From the webpage:
The Early Modern OCR Project is an effort, on the one hand, to make access to texts more transparent and, on the other, to preserve a literary cultural heritage. The printing process in the hand-press period (roughly 1475-1800), while systematized to a certain extent, nonetheless produced texts with fluctuating baselines, mixed fonts, and varied concentrations of ink (among many other variables). Combining these factors with the poor quality of the images in which many of these books have been preserved (in EEBO and, to a lesser extent, ECCO), creates a problem for Optical Character Recognition (OCR) software that is trying to translate the images of these pages into archiveable, mineable texts. By using innovative applications of OCR technology and crowd-sourced corrections, eMOP will solve this OCR problem.

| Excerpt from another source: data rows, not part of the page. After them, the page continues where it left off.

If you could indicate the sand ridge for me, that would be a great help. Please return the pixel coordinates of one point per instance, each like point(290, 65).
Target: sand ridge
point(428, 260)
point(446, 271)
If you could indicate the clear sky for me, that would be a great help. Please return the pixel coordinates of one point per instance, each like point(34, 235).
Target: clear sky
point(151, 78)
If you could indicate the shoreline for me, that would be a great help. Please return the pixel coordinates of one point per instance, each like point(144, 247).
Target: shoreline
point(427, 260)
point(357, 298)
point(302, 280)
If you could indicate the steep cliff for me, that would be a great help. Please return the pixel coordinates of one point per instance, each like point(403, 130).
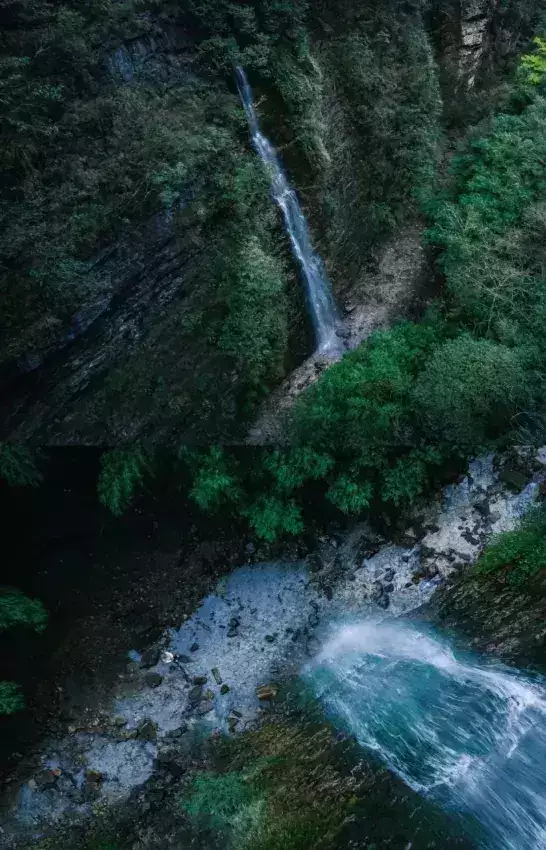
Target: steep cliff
point(148, 286)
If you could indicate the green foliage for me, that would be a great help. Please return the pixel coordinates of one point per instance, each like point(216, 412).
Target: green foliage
point(216, 481)
point(122, 476)
point(491, 259)
point(18, 466)
point(366, 82)
point(273, 517)
point(281, 793)
point(517, 556)
point(16, 609)
point(532, 69)
point(11, 700)
point(227, 802)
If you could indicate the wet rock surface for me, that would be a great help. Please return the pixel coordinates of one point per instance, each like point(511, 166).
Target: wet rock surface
point(286, 602)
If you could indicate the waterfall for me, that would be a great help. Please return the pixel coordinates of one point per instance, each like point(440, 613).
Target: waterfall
point(465, 732)
point(320, 301)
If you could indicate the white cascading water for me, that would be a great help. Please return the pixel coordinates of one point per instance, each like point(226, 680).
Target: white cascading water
point(322, 308)
point(465, 732)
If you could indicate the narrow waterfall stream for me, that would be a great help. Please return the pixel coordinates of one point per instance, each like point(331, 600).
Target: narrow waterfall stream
point(321, 304)
point(465, 732)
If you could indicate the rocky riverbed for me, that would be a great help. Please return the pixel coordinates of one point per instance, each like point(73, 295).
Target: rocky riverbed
point(219, 672)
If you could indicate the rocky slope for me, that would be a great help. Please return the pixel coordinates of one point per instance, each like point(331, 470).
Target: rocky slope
point(227, 660)
point(141, 352)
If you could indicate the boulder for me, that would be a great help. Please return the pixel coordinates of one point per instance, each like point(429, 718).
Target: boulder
point(512, 478)
point(266, 692)
point(195, 693)
point(153, 680)
point(151, 657)
point(45, 779)
point(204, 707)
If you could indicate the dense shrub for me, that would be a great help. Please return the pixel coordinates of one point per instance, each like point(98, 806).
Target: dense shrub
point(122, 476)
point(470, 389)
point(517, 556)
point(18, 610)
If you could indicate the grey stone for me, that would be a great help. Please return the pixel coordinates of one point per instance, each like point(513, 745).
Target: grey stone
point(483, 508)
point(153, 680)
point(512, 478)
point(44, 780)
point(195, 693)
point(204, 707)
point(148, 731)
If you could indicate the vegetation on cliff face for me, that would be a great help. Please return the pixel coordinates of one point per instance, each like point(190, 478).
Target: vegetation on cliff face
point(18, 468)
point(388, 421)
point(16, 611)
point(517, 556)
point(112, 117)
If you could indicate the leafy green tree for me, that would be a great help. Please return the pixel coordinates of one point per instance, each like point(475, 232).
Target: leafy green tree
point(532, 69)
point(11, 698)
point(123, 474)
point(216, 482)
point(18, 610)
point(470, 389)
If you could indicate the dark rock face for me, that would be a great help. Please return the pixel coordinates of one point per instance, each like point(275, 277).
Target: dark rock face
point(498, 617)
point(150, 658)
point(153, 680)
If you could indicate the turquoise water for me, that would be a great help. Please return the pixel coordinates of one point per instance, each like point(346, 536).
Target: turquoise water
point(466, 733)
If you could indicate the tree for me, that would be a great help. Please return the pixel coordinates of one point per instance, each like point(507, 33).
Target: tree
point(469, 390)
point(18, 610)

I first saw this project at: Automatic bulk OCR and full-text search for digital collections using Tesseract and Solr by Chris Adams.
I find it exciting because of the progress the project is making for texts between 1475-1800. For the texts in that time period for sure but also hoping those techniques can be adapted to older materials.
Say older by several thousand years.
Despite pretensions to the contrary, “web scale” is not very much when compared to data feeds from modern science colliders, telescopes, gene sequencing, etc., but also with the vast store of historical texts that remain off-line. To say nothing of the need for secondary analysis of those texts.
Every text that becomes available enriches a semantic tapestry that only humans can enjoy.